Emmanuelle Seigner s'improvise chanteuse sur un premier disque avec Ultra Orange

BRUXELLES Si dernièrement c'est dans La môme qu'Emmanuelle Seigner, soeur de Mathilde et épouse de Roman Polanski, s'était illustrée dans le rôle d'une gentille fille de joie, c'est aujourd'hui derrière un micro et sur un disque qu'on la retrouve. Emmanuelle s'est associée avec Ultra Orange, groupe rock qui a vu le jour dans les années 90 et composé de Pierre Emery et Gil Lesage, pour pondre son premier album. L'actrice se défend du coup de pub et affirme que les choses se sont faites de la manière la plus naturelle possible. "J'ai rencontré Gil Lesage, alors qu'elle était styliste sur le film Backstage. Tout de suite est née à la fois une amitié sentimentale et artistique. On aimait les mêmes choses artistiquement. Elle me parlait souvent de son compagnon, Pierre Emery, avec qui elle formait Ultra Orange. Je ne connaissais pas ce groupe à l'époque. Un jour, elle m'a dit qu'ils aimeraient bien faire quelque chose avec moi. Moi, au début, je n'étais pas du tout sûre que je voulais faire de la musique. Elle m'a amené un CD avec trois titres qu'ils avaient composés et j'ai vraiment bien aimé les chansons. Il y avait un superstyle."

Et c'est là que vous avez eu envie d'enregistrer cet album...

"Oui. Des mois sont passés, on est parti faire un film à Majorque. Gil était avec moi : elle s'occupait du stylisme. La BBC m'avait loué une très grande maison là-bas, on a décidé de faire venir Pierre. Il a débarqué avec tout le matériel dans sa voiture. Comme je ne tournais que deux jours par semaine et qu'on avait cette maison à disposition, on s'est dit qu'on allait voir si on pouvait le faire... Et on a fait un, deux, trois titres et on a continué. C'était vraiment un rêve, c'était bizarre. Julian Schnabel avec qui je tournais nous a trouvé notre mixeur, qui a mixé deux albums de Lou Reed. On est partis à Nashville pour mixer l'album correctement, on l'a mastérisé à New York. C'était un rêve..."
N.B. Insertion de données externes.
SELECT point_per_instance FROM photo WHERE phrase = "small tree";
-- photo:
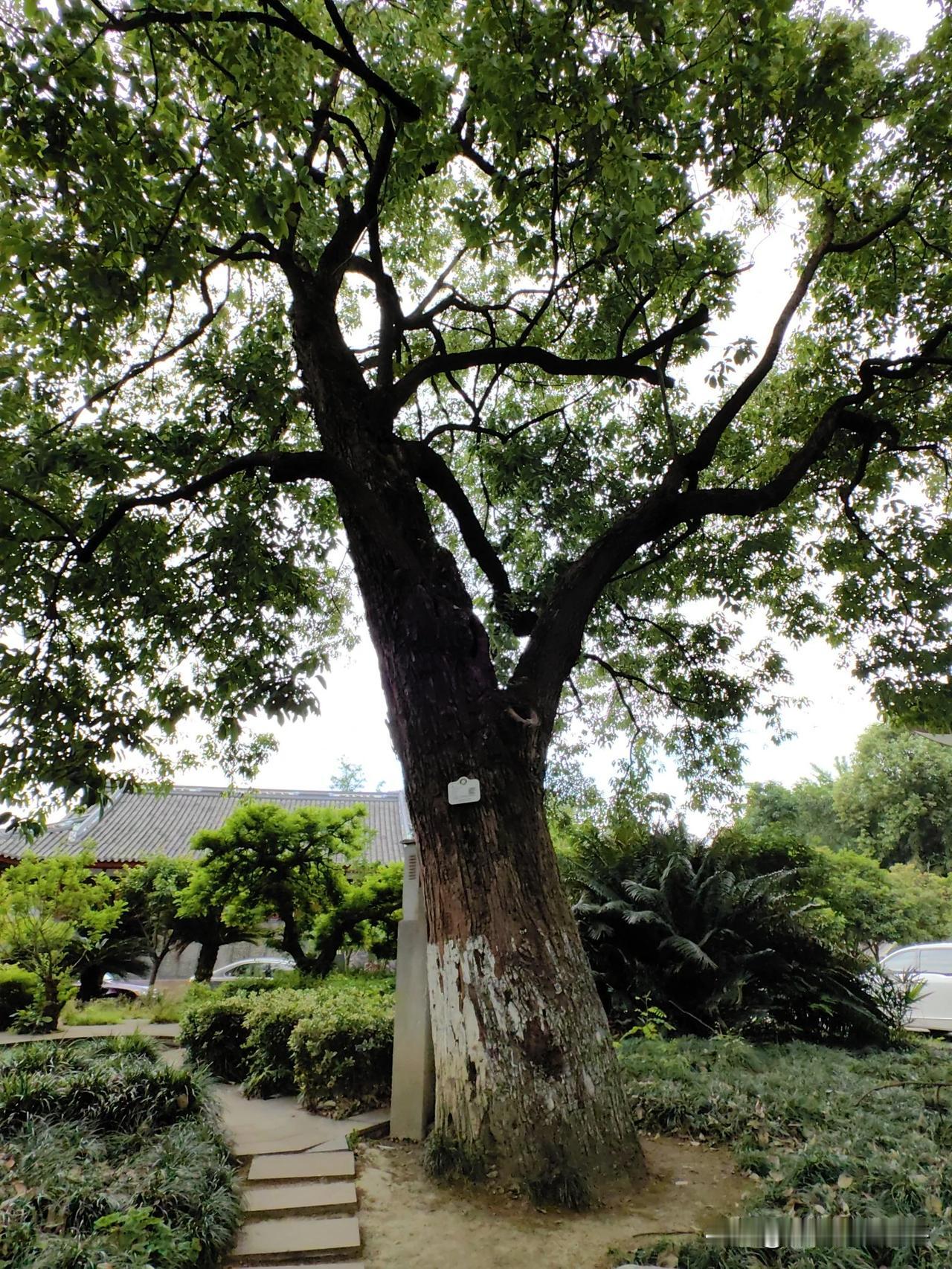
(289, 863)
(364, 915)
(52, 914)
(201, 919)
(152, 893)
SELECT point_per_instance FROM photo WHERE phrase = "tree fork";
(527, 1078)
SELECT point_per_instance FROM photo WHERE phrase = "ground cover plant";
(564, 480)
(109, 1157)
(328, 1041)
(824, 1131)
(98, 1013)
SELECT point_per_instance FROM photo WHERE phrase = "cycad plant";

C'est facile de passer d'actrice à chanteuse ?

"Oui, c'est la même chose. On joue toujours un rôle. Juste que quand on chante, on est plus proche de soi. En tout cas, le rôle que l'on fait, c'est nous qui le choisissons. Il n'y a personne pour nous dire : non, tu ne dois pas faire ça comme ça."

Vos références musicales sont Blondie, Nirvana, les Stones, ce n'est pourtant pas le rock que vous proposez. C'est plus doux...

"C'est doux mais le son est un peu sale. C'est ma voix qui amène ce côté un peu doux. Mais la production, elle, est râpeuse. Ce n'est pas un rock lisse."

Vous comptez arrêter le cinéma pour vous consacrer à la chanson ?

"Non, pas du tout. J'ai tourné dans un film qui va sortir au mois de mai, j'ai tourné dans La môme. Je n'ai jamais tourné beaucoup. Ça ne changera rien dans ma carrière. Bien au contraire : j'ai l'impression que ce disque donne envie aux gens de me faire tourner. Grand paradoxe."

Et vous expliquez ça comment ?

"Je n'en sais rien. Parce que les gens sont bêtes."

Vous ne tournez pas beaucoup. C'est un choix ?

"On ne me propose pas des choses qui m'excitent assez pour que je prenne trois mois de ma vie pour le faire..."

Vous remerciez votre mari, Roman Polanski. Quel a été son rôle dans la conception de l'album ?

"Il nous a vraiment soutenus. Quand je suis partie faire La môme, j'avais arrêté d'enregistrer et il m'a dit : oh il faudrait que tu finisses ces chansons que tu avais commencées. Il m'a beaucoup poussée, il pensait que ça valait la peine d'aller jusqu'au bout."

Emmanuelle et Ultra Orange (SonyBMG).